“I reject unequivocal labels, like those who speak of an absolute Occident, or a fixed Orient. There is not just a single Occident, nor a single Orient; on the contrary, we learn to see that the sinking of the sun on the horizon is a process that continues throughout the year, which cannot be the possession of one region to the exclusion of the others. It arises from the spray of the dawn, as our ancestors, the ancient Egyptians, already saw millennia ago. There are sensible voices in the Occident, who know that the richness of humanity is to be found in the intermingling of its cultures and the complementariness of its elements, and not in building one sole culture and smashing the others.”
Novelist, essayist, writer. Gamal al-Ghitany was born in 1945 in the village of Guhayna, in Upper Egypt, and moved with his family to Cairo as a child. He spent his first thirty years there, in the old “Islamic Cairo,” where his interest in Arab and Islamic heritage began to grow. After completing school, he spent three years training an oriental carpet designer and received his diploma in 1962.
Al-Ghitany wrote his first short story when he was fourteen years old, and gained his real start as a writer of short stories and novels in the 1960s. His journalistic and literary texts have appeared in Egyptian and Lebanese newspapers since 1963. In 1966/67 he was held in a prison camp for six months due to his criticism of the regime of President Nasser. He subsequently found work as a clerk at the artists’ trade union at the Chan al-Chalili bazaar in Cairo.

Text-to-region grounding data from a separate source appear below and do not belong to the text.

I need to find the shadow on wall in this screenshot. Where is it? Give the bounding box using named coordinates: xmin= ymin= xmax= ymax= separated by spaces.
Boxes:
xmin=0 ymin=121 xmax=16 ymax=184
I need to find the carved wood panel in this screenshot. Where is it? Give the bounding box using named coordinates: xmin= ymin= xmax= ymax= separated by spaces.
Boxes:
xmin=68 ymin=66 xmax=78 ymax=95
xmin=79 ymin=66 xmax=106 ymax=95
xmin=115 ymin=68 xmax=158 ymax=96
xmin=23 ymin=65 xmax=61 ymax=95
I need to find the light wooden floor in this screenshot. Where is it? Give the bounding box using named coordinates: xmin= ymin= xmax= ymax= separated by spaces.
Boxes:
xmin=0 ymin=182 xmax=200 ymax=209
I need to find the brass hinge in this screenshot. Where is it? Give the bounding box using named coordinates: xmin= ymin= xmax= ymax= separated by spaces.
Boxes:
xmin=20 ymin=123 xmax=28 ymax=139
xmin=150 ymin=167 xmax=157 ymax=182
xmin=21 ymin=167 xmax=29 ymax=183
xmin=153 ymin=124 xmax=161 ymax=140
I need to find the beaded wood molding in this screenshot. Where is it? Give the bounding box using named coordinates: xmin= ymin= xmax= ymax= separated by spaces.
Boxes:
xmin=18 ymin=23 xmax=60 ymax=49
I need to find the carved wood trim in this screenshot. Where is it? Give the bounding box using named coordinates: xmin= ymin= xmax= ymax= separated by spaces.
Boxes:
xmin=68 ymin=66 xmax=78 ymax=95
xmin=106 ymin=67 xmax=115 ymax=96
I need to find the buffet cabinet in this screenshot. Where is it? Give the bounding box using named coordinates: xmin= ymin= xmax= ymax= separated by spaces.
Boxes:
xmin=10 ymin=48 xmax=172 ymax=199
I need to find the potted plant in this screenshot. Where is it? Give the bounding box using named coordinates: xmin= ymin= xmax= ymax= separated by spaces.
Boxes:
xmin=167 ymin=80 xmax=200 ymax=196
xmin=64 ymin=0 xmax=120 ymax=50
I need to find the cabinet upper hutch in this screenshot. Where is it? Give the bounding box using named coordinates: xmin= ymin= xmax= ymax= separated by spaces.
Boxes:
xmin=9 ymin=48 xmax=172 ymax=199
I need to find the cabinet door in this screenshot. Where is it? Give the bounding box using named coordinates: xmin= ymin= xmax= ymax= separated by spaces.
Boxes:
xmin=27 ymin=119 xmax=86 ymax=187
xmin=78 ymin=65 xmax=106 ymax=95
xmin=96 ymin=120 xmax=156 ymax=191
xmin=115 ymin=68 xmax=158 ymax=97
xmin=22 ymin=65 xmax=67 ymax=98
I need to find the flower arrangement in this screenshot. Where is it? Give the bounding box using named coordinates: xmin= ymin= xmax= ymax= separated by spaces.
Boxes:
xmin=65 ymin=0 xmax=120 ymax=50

In 1969, al-Ghitany began his career as a journalist at the Akhbar al-Youm daily newspaper, for which he reported as a correspondent from the Yom Kippur war fronts in 1973. He also travelled to war zones in Iraq, Iran and Lebanon, before being ordered to stop his work by Egypt’s President Sadat. Al-Ghitany published a biography of Nagib Mahfouz in 1980 in Beirut. In the same year, he was awarded Egypt’s State Prize for Novels, a Merit of Science and Arts – First Degree.
In 1985, he became head of the cultural section of the Al-Akhbar daily newspaper, where he had his own column, and he also supervised the Akhbar al-Youm newspaper’s monthly book section. In 1987, he was named Chevalier des Arts et Lettres in France. He is chief editor of the Egyptian literary weekly Akhbar al-Adab (Literature News Newspaper), a position he has held since 1993. Al-Ghitany publishes texts by incriminated authors in the journal, so far without hindrance by official censors.
Al-Ghitany’s books have been published in many languages, including English, French, German, Italian and Hebrew. His collected works were issued in six volumes in Cairo (1990-1996). The Cairo of Naguib Mahfouz was published by the American University in Cairo Press in 2000. The same publisher issued Zayni Barakat in 2005. Al-Ghitany is currently working on a cycle of novels of which three volumes have already been published, based on the theme of “revival of memory.” His novel Le Livre des Illuminations (1990) (Kitab al-Tajalliyat) was awarded the Laure Bataillon Prize in 2005 for the best work of fiction translated into French that year. The prize was awarded to al-Ghitany and to Khaled Osman, who translated the novel from Arabic into French. In 2006, he received the Italian Premio Grinzane Cavour for his collection of stories entitled Schegge di fuoco.
Al-Ghitany has lectured at numerous universities throughout the world, and has participated in many international conferences. In 2004, he was the guest of honour at the International Frankfurt Book Fair. He speaks Arabic, English and French, and lives in Cairo.